Assuming your organization’s lower level employees are like needles in a haystack and won’t be bothered could be an exercise in wishful thinking. It is always possible that nation states are monitoring some or all of the airwaves. Not so long ago the NSA had a massive a covert surveillance program in place. Years before the government was reportedly snarfing up terabytes of emails and crunching them through a program called Carnivore. And of course, selective monitoring of people on watch lists continues on a large scale. This is just the surveillance we know about in the U.S. We suspect there’s more behind the scenes and especially in countries such as China. Even if you train your non-specifically-targeted low level employees to write and speak in search-keyword-free code, the carnivore programs of the world are pretty good at sniffing out those interesting needles – such as descriptions of your business plans, manufacturing processes, and trade secrets.

Sound paranoid? I admit that I don’t know what the probabilities of being targeted or monitored are – just that it can happen. It’s the height of arrogance to believe that a nation state can’t get your information if they’ve targeted it and you’re within their borders. And it’s dangerous to rely on security by obscurity when medium or high consequence information must be protected.

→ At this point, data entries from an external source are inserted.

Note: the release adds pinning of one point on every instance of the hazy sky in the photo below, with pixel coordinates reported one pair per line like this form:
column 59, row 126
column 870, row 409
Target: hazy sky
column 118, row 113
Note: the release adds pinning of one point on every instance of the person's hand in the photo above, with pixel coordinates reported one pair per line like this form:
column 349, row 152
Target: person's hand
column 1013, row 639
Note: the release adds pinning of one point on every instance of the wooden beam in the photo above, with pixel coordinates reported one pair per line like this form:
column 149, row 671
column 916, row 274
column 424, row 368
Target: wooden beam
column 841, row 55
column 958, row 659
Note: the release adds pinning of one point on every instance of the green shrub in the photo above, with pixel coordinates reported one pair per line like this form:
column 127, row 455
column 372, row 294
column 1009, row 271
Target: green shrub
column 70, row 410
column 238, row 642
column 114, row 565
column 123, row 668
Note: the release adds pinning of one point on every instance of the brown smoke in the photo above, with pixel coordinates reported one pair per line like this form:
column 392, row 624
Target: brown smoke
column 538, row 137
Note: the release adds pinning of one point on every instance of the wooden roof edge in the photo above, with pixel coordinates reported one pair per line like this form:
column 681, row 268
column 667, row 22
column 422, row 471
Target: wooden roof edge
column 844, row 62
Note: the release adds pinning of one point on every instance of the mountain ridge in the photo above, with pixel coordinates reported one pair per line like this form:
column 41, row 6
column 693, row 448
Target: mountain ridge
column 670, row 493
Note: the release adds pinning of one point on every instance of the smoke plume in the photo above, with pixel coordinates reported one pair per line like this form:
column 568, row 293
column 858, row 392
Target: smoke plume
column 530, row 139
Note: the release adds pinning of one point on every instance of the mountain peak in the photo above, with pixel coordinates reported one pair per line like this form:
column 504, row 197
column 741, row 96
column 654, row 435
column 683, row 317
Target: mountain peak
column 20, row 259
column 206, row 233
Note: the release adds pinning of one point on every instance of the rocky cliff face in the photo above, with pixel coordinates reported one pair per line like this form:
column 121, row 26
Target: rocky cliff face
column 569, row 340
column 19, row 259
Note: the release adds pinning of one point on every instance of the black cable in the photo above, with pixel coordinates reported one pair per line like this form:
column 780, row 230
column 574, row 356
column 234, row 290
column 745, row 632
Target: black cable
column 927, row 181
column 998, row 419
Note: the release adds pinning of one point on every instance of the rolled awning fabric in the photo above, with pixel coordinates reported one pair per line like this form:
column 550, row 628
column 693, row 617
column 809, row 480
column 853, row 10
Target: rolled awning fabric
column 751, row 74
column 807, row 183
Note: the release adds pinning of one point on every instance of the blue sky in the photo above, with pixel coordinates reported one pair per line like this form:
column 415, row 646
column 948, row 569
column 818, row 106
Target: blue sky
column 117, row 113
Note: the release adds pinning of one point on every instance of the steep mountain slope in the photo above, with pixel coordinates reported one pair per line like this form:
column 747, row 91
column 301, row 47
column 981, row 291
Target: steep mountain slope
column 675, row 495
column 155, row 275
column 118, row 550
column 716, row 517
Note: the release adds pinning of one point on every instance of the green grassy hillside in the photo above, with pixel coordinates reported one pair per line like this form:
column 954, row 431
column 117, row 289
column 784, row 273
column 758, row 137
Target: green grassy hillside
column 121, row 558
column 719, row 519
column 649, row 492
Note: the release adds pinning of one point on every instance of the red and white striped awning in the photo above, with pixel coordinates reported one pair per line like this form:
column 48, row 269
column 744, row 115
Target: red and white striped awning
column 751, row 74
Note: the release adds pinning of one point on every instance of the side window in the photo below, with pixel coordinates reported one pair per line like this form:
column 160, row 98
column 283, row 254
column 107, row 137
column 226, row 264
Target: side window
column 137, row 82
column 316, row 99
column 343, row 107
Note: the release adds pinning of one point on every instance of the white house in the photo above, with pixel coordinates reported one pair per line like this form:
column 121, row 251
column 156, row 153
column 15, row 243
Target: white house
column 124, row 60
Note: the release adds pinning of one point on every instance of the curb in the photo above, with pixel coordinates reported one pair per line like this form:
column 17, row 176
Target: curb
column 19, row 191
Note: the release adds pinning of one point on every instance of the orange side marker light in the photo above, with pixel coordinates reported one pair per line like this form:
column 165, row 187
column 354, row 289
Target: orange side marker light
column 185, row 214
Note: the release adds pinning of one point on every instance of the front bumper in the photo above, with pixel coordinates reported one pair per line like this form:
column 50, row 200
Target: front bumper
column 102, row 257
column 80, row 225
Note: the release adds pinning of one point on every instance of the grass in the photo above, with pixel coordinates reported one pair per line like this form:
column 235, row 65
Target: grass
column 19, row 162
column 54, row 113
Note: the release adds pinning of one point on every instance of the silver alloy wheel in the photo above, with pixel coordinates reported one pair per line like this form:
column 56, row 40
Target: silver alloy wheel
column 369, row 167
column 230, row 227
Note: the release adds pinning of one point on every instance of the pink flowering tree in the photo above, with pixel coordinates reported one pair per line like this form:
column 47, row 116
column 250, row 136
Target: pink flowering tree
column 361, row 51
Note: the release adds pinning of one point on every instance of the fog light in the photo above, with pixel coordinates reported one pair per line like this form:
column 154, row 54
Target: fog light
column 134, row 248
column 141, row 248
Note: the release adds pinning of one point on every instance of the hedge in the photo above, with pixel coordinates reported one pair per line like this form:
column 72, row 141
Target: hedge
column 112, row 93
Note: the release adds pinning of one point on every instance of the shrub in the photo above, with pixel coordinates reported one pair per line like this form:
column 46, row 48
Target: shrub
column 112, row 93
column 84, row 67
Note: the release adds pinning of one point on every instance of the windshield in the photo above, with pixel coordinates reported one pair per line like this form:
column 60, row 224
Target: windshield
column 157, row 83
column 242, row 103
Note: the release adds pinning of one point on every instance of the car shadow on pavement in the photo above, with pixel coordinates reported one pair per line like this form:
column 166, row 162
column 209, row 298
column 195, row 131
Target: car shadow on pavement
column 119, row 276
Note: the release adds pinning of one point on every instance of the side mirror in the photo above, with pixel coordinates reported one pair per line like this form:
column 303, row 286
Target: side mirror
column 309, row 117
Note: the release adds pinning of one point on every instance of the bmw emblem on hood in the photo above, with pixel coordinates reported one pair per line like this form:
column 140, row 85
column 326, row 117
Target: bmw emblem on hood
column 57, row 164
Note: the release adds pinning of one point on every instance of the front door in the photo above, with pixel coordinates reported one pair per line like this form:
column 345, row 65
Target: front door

What can be done? If key personnel can't dispense with the BlackBerry (or any other email device) during international travel to those countries where information may be most at risk, they (the users) should limit communications to what they’d feel comfortable uttering over a potentially-monitored telephone call. Controlling incoming communications – messages sent by others – is a harder problem. Until data loss prevention (DLP) products become more contextually sensitive about the travel issues, it may be best not to synchronize the BlackBerry with the overseas user’s home mailbox. Instead, have the user give out a temporary address for the BlackBerry and warn senders to be discreet.